Min Yi, Gaiqi Yao, Xiangyang Guo
Zhonghua Wei Zhong Bing Ji Jiu Yi Xue 2015, 27 (1): 22-7
25591432

OBJECTIVE: To investigate the value of employing pulse indicator continuous cardiac output ( PiCCO ) for cardiac function monitoring in patients with severe septic shock.

METHODS: A prospective observation was conducted. Thirty-six septic shock patients in Department of Critical Care Medicine of Peking University Third Hospital admitted from August 2011 to December 2013 were enrolled. According to the degree of severity, the patients were divided into PiCCO monitor group and routine monitor group. The PiCCO monitor provided a continuous assessment of fluid resuscitation, vasopressors and inotropes infusion in the patients with severe septic shock. The following cardiac function parameters were assessed in severe septic shock patients on the 1st and 3rd day after intensive care unit ( ICU ) admission: cardiac index ( CI ), global ejection fraction ( GEF ), rate of left ventricular pressure increase ( dp/dt max ), echocardiography, and blood troponin T ( TNT ) and B-type natriuretic peptide ( BNP ). The central venous pressure ( CVP ), mean arterial pressure ( MAP ) and the time reaching their standard values, and the norepinephrine dosage and 3-day fluid balance in severe septic shock patients were compared between milrinone and non-milrinone usage groups. The severity degree and outcome were compared between PiCCO monitor group and routine monitor group.
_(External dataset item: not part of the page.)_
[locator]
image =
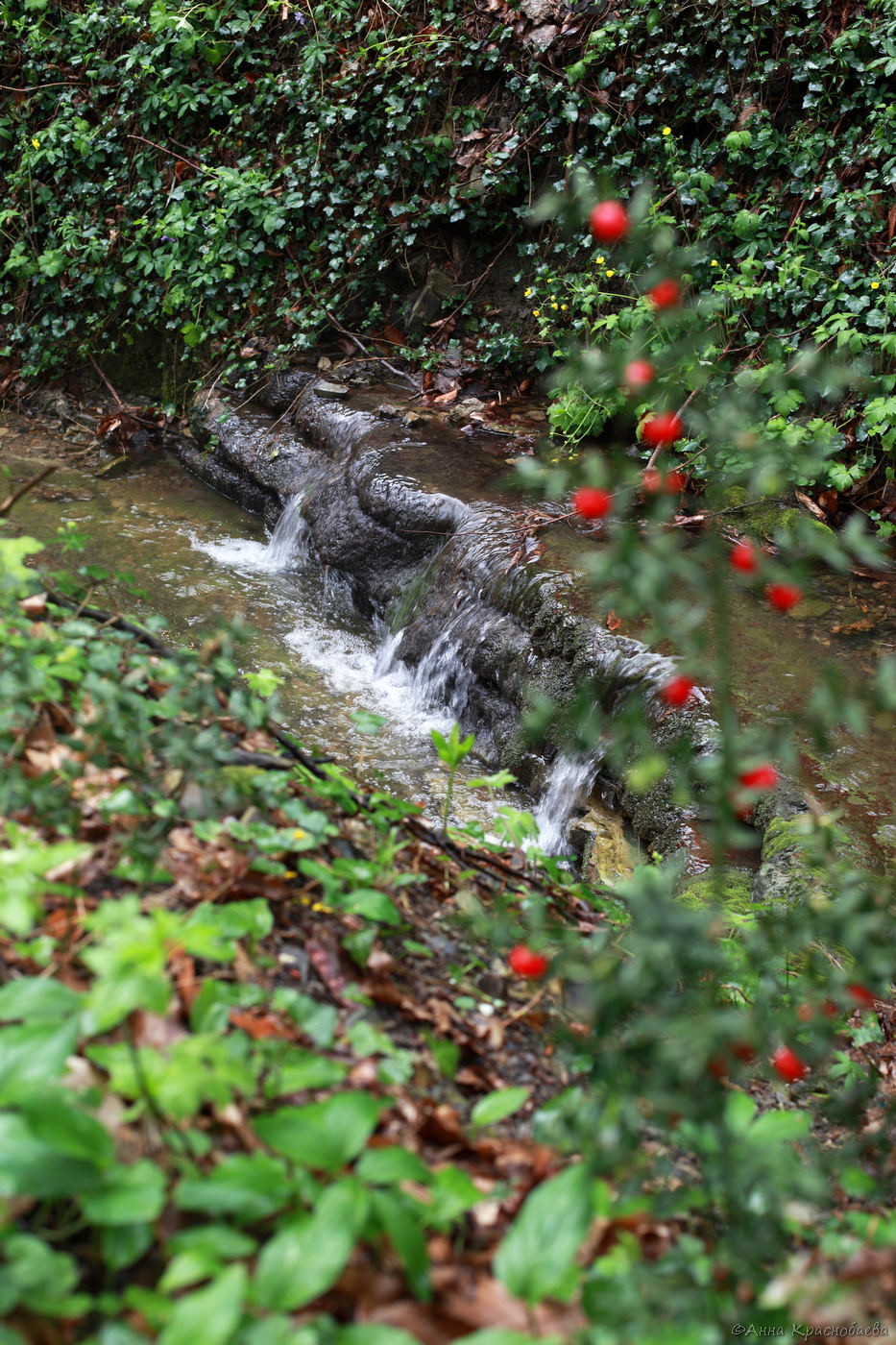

RESULTS: There were 15 patients in PiCCO monitor group and 21 in routine monitor group among 36 septic shock patients. (1) In 15 patients with PiCCO monitoring, the patients with decreased CI, GEF, and dp/dt max accounted for 40.0%, 93.3%, and 33.3% at 1 day after ICU admission, and accounted for 60.0%, 93.3%, and 60.0% at 3 days after ICU admission, and it showed that CI, GEF, and dp/dt max was not improved at 3 days after ICU admission. Echocardiography showed that 35.7% patients had lower left ventricular ejection fraction ( LVEF ) at 1 day after ICU admission, 71.4% and 71.4% of patients, respectively, had lower early diastolic mitral flow velocity/early diastolic myocardial velocity ( E/Em ) and early diastolic mitral flow velocity/end diastolic mitral flow velocity ( E/A ). Three days after ICU admission, 80% of patients with low LVEF value turned to normal, and diastolic dysfunction was ameliorated in 50% patients. At 1 day after ICU admission, higher TNT was found in 92.9% of patients, higher BNP in 100% of patients, and 3 days after ICU admission, 71.4% and 78.6% patients showed a decrease in TNT and BNP, respectively. (2) In PiCCO monitor group, there were no significant differences in initial CVP, MAP and their time reaching standard values, norepinephrine dosage between milrinone group ( n = 8 ) and non-milrinone group ( n = 7 ). However, 3-day intake of liquid in milrinone group was significantly higher than that in non-milrinone group ( mL: 8 324±3 962 vs. 4 372±2 081, t = -2.362, P = 0.034 ). (3) Compared with routine monitor group, there was a significant elevation in acute physiology and chronic health evaluation II ( APACHEII) score, sequential organ failure assessment ( SOFA ) score, duration of mechanical ventilation, length of ICU stay and 28-day hospital mortality in PiCCO monitor group [ APACHEII score: 20.67±6.15 vs. 14.71±4.67, t = -3.304, P = 0.002; SOFA score: 9.53±3.00 vs. 7.52±1.97, t = -2.433, P = 0.020; duration of mechanical ventilation ( hours ): 132 ( 54-310 ) vs. 63 ( 14-284 ), Z = -2.295, P = 0.022; length of ICU stay ( days ): 7 ( 4-15 ) vs. 5 ( 1-14 ), Z = -2.360, P = 0.018; 28-day hospital mortality: 26.7% vs. 0, P = 0.023 ].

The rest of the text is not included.